The Role of Public Health Data Management on the Rising Monkeypox Numbers
It has been over three months since the first case of monkeypox was reported in the United States, but access to quality public health data remains limited across the country. There are now over 15,000 reported monkeypox cases in the U.S., and the infection rate continues to accelerate dramatically. Public health agencies at the federal, state, and local levels are working to coordinate their response efforts, but many agencies have yet to share their data with the Centers for Disease Control and Prevention (CDC). When the agency updated its infection rate in late July, it had only detailed about half the reported cases, according to CDC Director Rochelle Walensky.
The pace and scope of the outbreak have caught many countries and public health agencies by surprise, even after the COVID-19 pandemic instilled the need for public health data interoperability and disease response preparedness. But pandemics are random by nature, and there is no telling when the next one will strike.
Monkeypox is now a reportable disease. A state-run immunization information system (IIS) can now work with private healthcare providers to collect data on the number of people who have received the smallpox vaccine. An electronic disease surveillance system (EDSS) can collect data on the number of people that have been infected with the virus. But these systems must share their data with each other and public health agencies at all levels of the government to contain the outbreak.
However, states are not required by law to share this information with the CDC. They can do so on a voluntary basis. When asked about their ability to share public health data with the government, 29 states responded and said they were committed to sharing their data with the CDC. But many were still in the process of collecting information about the virus and the vaccine.
Access to public health data is essential when responding to a pandemic. In the case of monkeypox, public health officials are still trying to determine which groups of people are most likely to be infected and how the virus spreads. Identifying the group with the highest risk allows providers to focus and target their messaging to help members of the public protect themselves from infection.

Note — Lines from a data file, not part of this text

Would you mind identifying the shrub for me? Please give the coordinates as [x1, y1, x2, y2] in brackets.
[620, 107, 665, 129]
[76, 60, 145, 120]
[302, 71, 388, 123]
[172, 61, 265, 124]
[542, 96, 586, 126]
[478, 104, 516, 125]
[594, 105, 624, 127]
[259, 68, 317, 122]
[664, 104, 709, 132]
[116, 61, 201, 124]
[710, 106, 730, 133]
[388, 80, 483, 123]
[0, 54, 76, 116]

Improving the quality of the data the EDSS receives will give providers and public health officials more information about who is most at risk. The infection data should include information about the person’s sexual preferences, their sexual history, and with which gender they identify, so healthcare officials and providers can focus on informing individuals in this group of their risk of infection through public messaging.
However, the input fields on the EDSS may prevent providers from including this information. For example, the gender identification form may only include a male and female option without leaving space for nuance, including transgender men and women and those identifying as non-binary. The sexual preference field may classify a person as homosexual or heterosexual without taking into consideration bisexuality or the person’s complete sexual history. The number of sexual partners can also come into play, but many disease surveillance systems do not let providers specify the number of sexual providers.

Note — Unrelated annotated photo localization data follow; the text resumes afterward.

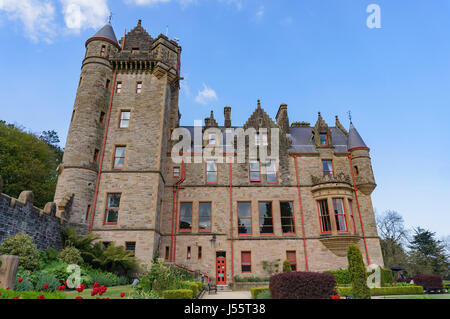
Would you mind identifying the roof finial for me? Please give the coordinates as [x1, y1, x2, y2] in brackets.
[108, 12, 113, 24]
[257, 99, 261, 109]
[138, 19, 142, 26]
[347, 110, 353, 124]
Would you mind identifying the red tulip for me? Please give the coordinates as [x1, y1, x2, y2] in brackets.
[120, 293, 125, 298]
[13, 297, 20, 299]
[331, 295, 340, 299]
[43, 284, 49, 290]
[0, 293, 2, 296]
[93, 282, 99, 288]
[38, 295, 45, 299]
[75, 296, 83, 299]
[6, 288, 10, 290]
[18, 278, 23, 283]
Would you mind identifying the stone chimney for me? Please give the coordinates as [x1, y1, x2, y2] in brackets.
[224, 106, 231, 128]
[205, 110, 218, 127]
[275, 103, 290, 134]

Public health data can also give healthcare providers and public health agencies insight into the efficacy of the monkeypox vaccine. It is the same vaccine used for the smallpox virus, which is related to the monkeypox virus. Still, there has yet to be a clinical trial documenting its ability to block infection. Public health agencies need to be able to cross-reference the IIS data with that of the EDSS to understand how well the vaccine is working. This shows whether those that have received the vaccine are vulnerable to infection.
Time is always of the essence when responding to an infectious disease outbreak. The number of reported monkeypox cases continues to rise exponentially, and many organizations struggle to keep pace. Data interoperability is key to overcoming these challenges. Public health workers and private providers must be able to quickly organize and share their findings. Convenience and ease of use will increase participation in the data sharing program. The software should be able to incorporate various types of data from a range of different sources into a single database. Many states have set aside funding to update public health data management, which will improve the way providers and officials collect and share this information.
Access to quality, robust data also gives public health officials the resources to anticipate future trends in the pandemic. Doctors and officials will be better prepared to direct funding if the situation escalates. Officials can also use this data to advise President Biden on whether he should declare a state of emergency, which would increase urgency and give states more resources to combat the outbreak. Infection and vaccination information is essential in the fight against monkeypox. Using the right technology can improve the reporting and data management process.